Mobile Device Component Suppliers Battling to Win the 5G Race

Undoubtedly, 2019 has been the year of 5G, with numerous device manufacturers offering devices, including smartphones and Mi-Fi devices, with the ability to utilize the communications technology. In line with this, chipset, mobile platform, and modem suppliers, including HiSilicon, MediaTek, Qualcomm, Samsung, and Unisoc, have been increasing their efforts in developing and offering 5G technologies within their product portfolios to deliver connectivity and performance for the next generation of mobile devices.

Figure 1 shows how 5G modems will integrate with 4G and mmWave modules in future, demonstrating how quickly the industry is expected to move to 5G Modems and Application Processors (ModAPs). All chipset providers will have a different 5G implementation due to the modems and Systems-on-Chips (SoCs) in their portfolios, with most initially relying on a discrete die for 5G to be paired with an LTE modem or ModAP. Integrated 5G chips are unlikely to be available from all manufacturers before 2020 or 2021, excluding mmWave.

A number of chipset and modem suppliers are currently offering or developing their own 5G technologies, supporting varying combinations of connectivity, including:

• Non-Standalone (NSA) refers to the early rollout of services that rely on the existing 4G network to provide early 5G connectivity.
• Standalone (SA) refers to the later rollout of services that do not rely on 4G networks.
• Sub-6 GHz refers to wavelengths between 1 GHz and 6 GHz that support large areas but are also used by Bluetooth and 4G LTE.
• mmWave refers to wavelengths between 24 GHz and 100 GHz that offer more bandwidth over a short distance.

Currently, the majority of enhanced Mobile Broadband (eMBB) devices on the market use Qualcomm’s technology, but with HiSilicon, MediaTek, Samsung, and Unisoc also having 5G solutions, the chipset landscape is expected to change over the next two years.

Huawei’s HiSilicon semiconductor company builds its own modems and platforms for its flagship smartphones. Its latest 5G offerings, the Kirin 980 5G SoC and the Balong 5000 modem, support the 5G Mate devices, offering support for SA and NSA, along with sub-6 GHZ and mmWave. The Kirin 990 SoC is an update to the Kirin 980, and supports sub-6 GHz, omitting mmWave due to its main usage in the United States, where Huawei’s devices are not sold, and is also supporting a number of 5G Mate devices. Huawei is likely to continue to release 5G smartphones, moving into the mid-price tier supported by HiSilicon’s growing 5G profile.

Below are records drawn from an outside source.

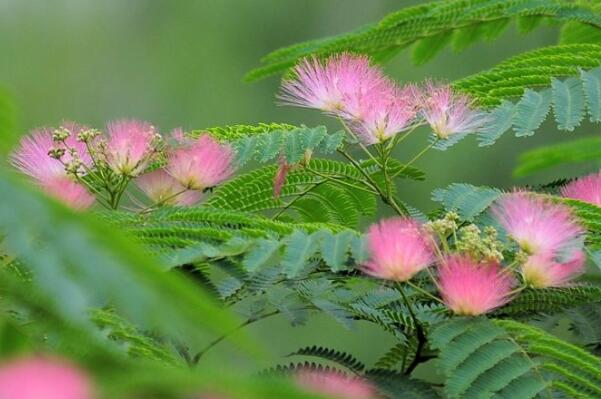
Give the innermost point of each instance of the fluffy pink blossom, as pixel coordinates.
(333, 86)
(587, 189)
(201, 163)
(386, 114)
(542, 271)
(399, 248)
(449, 113)
(335, 384)
(43, 378)
(31, 158)
(470, 288)
(69, 192)
(130, 146)
(162, 188)
(538, 225)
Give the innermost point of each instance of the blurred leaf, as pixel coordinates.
(79, 263)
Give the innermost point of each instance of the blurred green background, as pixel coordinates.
(180, 63)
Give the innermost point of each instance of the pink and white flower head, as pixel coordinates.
(131, 146)
(335, 384)
(541, 271)
(43, 378)
(399, 248)
(330, 85)
(538, 225)
(449, 113)
(162, 188)
(386, 113)
(201, 163)
(31, 158)
(469, 288)
(69, 192)
(587, 189)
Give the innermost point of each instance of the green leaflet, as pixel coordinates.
(504, 358)
(568, 103)
(587, 149)
(431, 26)
(592, 91)
(530, 112)
(467, 200)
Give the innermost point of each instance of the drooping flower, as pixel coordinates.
(162, 188)
(587, 189)
(538, 225)
(43, 378)
(449, 113)
(399, 248)
(332, 85)
(335, 384)
(131, 146)
(470, 288)
(31, 158)
(386, 114)
(541, 271)
(201, 163)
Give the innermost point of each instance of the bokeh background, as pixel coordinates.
(181, 63)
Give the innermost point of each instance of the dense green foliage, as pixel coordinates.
(132, 295)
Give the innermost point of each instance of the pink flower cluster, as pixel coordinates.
(548, 233)
(374, 106)
(72, 162)
(43, 378)
(335, 385)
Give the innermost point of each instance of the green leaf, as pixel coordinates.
(530, 112)
(592, 90)
(79, 262)
(300, 247)
(500, 121)
(568, 103)
(335, 248)
(586, 149)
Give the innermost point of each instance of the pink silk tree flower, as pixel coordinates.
(31, 158)
(201, 163)
(587, 189)
(542, 271)
(399, 248)
(386, 114)
(538, 225)
(449, 113)
(43, 378)
(130, 146)
(335, 384)
(162, 188)
(69, 192)
(469, 288)
(328, 85)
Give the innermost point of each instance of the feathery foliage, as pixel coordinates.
(504, 358)
(431, 27)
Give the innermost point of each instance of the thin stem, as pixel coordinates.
(340, 181)
(196, 358)
(301, 195)
(415, 158)
(387, 199)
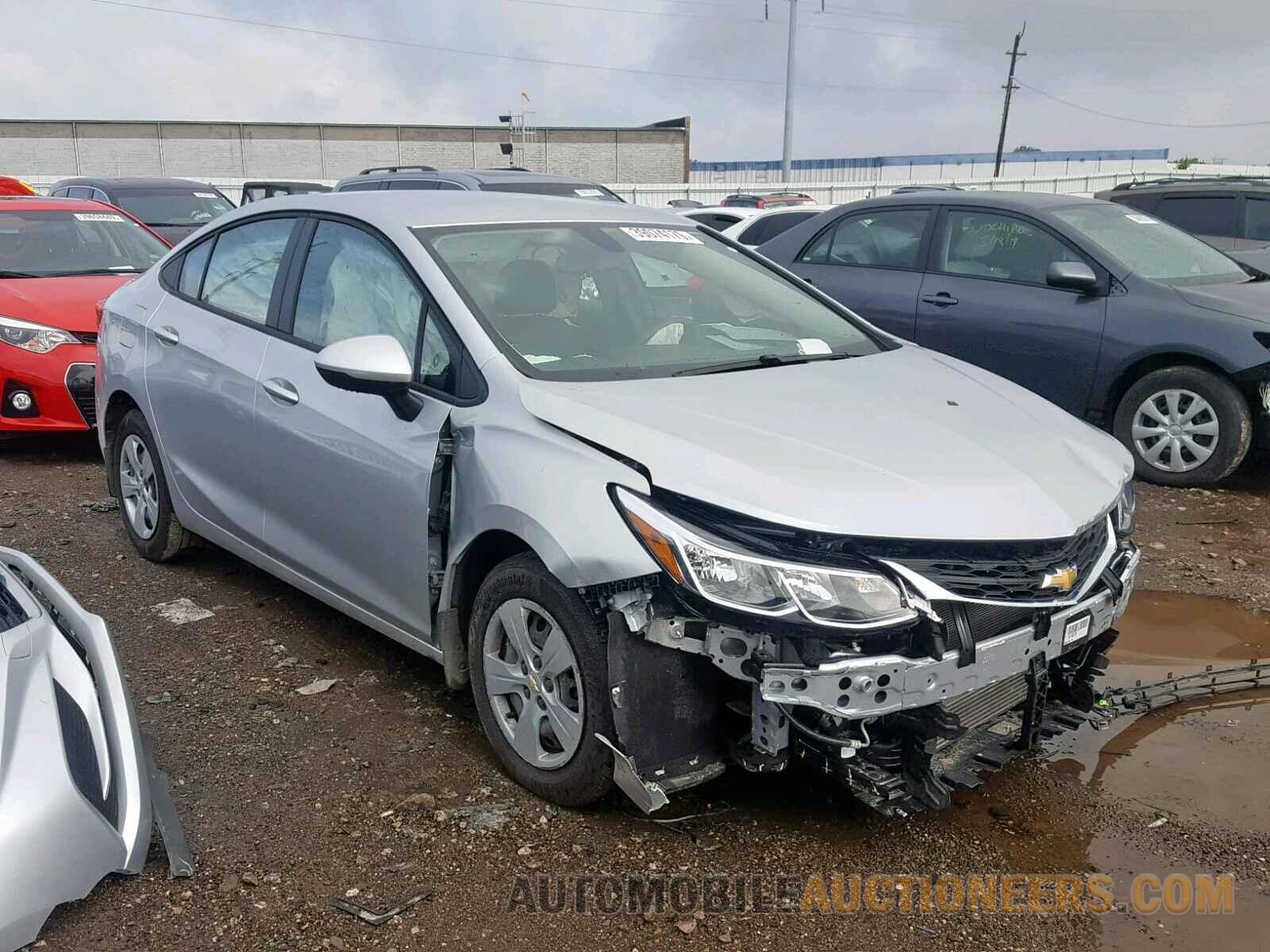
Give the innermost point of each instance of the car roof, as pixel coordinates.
(1233, 183)
(44, 203)
(433, 209)
(1016, 201)
(480, 177)
(133, 183)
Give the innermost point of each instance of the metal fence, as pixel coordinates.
(658, 196)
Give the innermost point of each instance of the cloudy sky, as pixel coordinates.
(874, 76)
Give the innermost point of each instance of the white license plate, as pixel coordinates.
(1076, 630)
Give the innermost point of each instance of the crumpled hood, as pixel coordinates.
(1242, 300)
(67, 304)
(906, 443)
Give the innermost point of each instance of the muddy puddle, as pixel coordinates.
(1200, 758)
(1197, 762)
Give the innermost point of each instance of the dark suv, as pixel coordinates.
(1231, 213)
(425, 177)
(1106, 311)
(173, 209)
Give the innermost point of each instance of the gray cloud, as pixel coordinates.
(1157, 61)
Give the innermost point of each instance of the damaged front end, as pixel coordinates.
(901, 668)
(79, 795)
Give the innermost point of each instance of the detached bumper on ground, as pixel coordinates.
(78, 793)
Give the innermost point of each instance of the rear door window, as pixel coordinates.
(1199, 215)
(1257, 219)
(243, 267)
(876, 239)
(988, 245)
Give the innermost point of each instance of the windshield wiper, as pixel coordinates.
(761, 361)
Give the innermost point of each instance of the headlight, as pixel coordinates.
(1124, 509)
(840, 598)
(33, 336)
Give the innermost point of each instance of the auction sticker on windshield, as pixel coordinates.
(683, 238)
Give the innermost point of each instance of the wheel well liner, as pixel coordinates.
(118, 406)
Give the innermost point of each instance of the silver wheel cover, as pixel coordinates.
(533, 685)
(139, 486)
(1175, 431)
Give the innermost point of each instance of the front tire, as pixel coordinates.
(540, 677)
(1184, 425)
(145, 503)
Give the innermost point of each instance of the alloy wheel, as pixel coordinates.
(1175, 431)
(139, 486)
(533, 683)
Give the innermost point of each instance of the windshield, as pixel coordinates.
(610, 302)
(165, 206)
(60, 243)
(1149, 247)
(564, 190)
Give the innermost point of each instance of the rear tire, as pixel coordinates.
(1184, 425)
(569, 767)
(156, 533)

MediaTek’s Helio M70 SoC supports SA and NSA, along with sub-6 GHz, and is expected to be seen within smartphones in the first half of 2020, with Xiaomi rumored to be using the technology. It is designed to reduce the space taken inside a smartphone while also increasing its battery life and providing dynamic bandwidth switching. MediaTek has also announced a set of 5G SoCs, called Dimensity. The first device, Dimensity 1000, is a single 7nm 5G chip solution with its integrated 5G modem and is expected to be in smartphones in Q1 2020. It is designed to support SA, NSA, and sub-6 GHZ networks. The company has also invested in 5G technology development to accelerate the rollout of 5G and is working towards developing future products, having announced that it is working with OPPO and Vivo on Radio Frequency (RF) designs and Skyworks, Qorvo, and muRata on 5G RF front-end (RFFE) modules. MediaTek’s strategy is to focus on sub-6 GHz, particularly in China, developing technology for smartphones and other devices, including mid- and low-tier.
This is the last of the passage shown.